With the other villagers they watched for the “weft” when a whale was sighted off-shore. The first to see it removed his coat and waved it, ran up along the beach-banks shouting, “Whale off!” “Whale off!” “When it came its strange wild notes poured out over the town. It seemed as though I could almost fly so great was my excitement,” wrote one of the children. Once, at least, the preacher went off with a village crew chasing a whale ten miles to sea.

Beecher was fond of hunting the wild birds—ducks and geese—which came in profusion every spring and fall. He once took his two boys, William and Edward, with him to fish for eels and “they brought back nearly a cartload of them.” They gathered beach plums by the bushel and these, with quinces and cranberries, were the common table sweetmeats.

Because of straightened finances, Mrs. Beecher kept a school for young ladies. The boarding pupils lived with the family; two English girls, one from Honduras, and several from Island villages as much as fifty miles away, all lived with the family. Mr. Beecher had learned to play the violin while in college and for the benefit of the girls “every day played the liveliest airs, but if any of the girls began to take a dancing step, he would make the violin give a doleful screech and thus ended every attempt to dance.”

One of the girls, Eleanor Lawless from Honduras (“as wild and untamed as her name”) brought a piano with her, the first ever seen in the village. No wonder that the house was filled with wondering and delighted listeners. The manse overflowed with young people and “father’s constitutional mirthfulness developed itself more freely than ever afterwards.”

During his pastorate Beecher was seriously ill for over a year, unable to preach and journeyed as far as Baldston Spa looking for a cure. His salary was promptly paid, however, and the deacons took responsibility for the conduct of the services. Toward the end of the year, Deacon Fithian refused to pay his tithe. “Why is it,” asked the deacon, “that ministers are so greedy for money? “That,” replied the minister, “is the only way to save the souls of some of their parishioners, they are so greedy themselves that we have to take it from them!”

A series of revivals attended Beecher’s ten year pastorate: “times of refreshing from the Presence of the Lord.” On one occasion one hundred were added to the membership of the church. The Infidel Club that was in the town, headed by a school teacher and a doctor, quietly broke up under the influence of Beecher’s logical preaching and his friendly ways that included the doctor and teacher on fishing and hunting trips.
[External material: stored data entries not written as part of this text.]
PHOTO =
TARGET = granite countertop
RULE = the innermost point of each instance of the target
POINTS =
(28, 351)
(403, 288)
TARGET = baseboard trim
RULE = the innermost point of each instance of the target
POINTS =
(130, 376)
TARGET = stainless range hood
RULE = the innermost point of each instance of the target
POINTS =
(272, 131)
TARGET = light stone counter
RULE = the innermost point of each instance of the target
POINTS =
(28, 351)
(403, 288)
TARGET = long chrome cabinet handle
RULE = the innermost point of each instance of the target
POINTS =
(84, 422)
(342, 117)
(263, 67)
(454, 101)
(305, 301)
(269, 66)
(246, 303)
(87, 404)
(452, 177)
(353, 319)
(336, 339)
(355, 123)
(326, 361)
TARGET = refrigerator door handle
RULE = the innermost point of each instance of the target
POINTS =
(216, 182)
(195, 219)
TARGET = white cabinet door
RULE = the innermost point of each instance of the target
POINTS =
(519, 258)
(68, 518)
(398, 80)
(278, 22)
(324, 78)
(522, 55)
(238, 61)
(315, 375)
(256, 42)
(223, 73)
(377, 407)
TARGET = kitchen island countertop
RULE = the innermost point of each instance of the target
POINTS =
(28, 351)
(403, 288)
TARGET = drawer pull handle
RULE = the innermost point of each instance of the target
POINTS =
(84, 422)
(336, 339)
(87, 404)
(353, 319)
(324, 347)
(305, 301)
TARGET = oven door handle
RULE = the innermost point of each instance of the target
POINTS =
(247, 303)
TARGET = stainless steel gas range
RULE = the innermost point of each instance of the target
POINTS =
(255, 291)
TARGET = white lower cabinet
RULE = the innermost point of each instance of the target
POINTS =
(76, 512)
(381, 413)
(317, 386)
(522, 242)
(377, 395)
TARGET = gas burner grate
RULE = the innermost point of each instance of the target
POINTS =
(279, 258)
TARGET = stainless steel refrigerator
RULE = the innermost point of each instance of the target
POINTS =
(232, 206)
Methodist evangelicals were “undermining” the (stolid) Presbyterian constituency here and there on the Island. One such itinerant drove into East Hampton. Beecher immediately went to the tavern, took the preacher home with him, entrained him royally, rang the church bell that evening, and loaned him the pulpit. Next morning the Methodist brother was seen leaving town, driving back toward New York, the last visit of a Methodist during Beecher’s time.

Family obligations (four children were born) led Beecher to ask for an increase in salary, which the congregation refused. He then moved to Litchfield, Conn., where Henry Ward and Harriet (Beecher Stowe) were born. The old church building is gone long since, though Beecher’s high pulpit is preserved in the Clinton Academy. The old windmills remain and one of them still grinds grist.

Beecher and his family went on from strength to strength—Litchfield, Boston, Lane—so that at his funeral in 1860 the officiating minister (Rev. Bacon) could say with some truth that the country was made up of “Saints, Sinnerx, and Beechers.”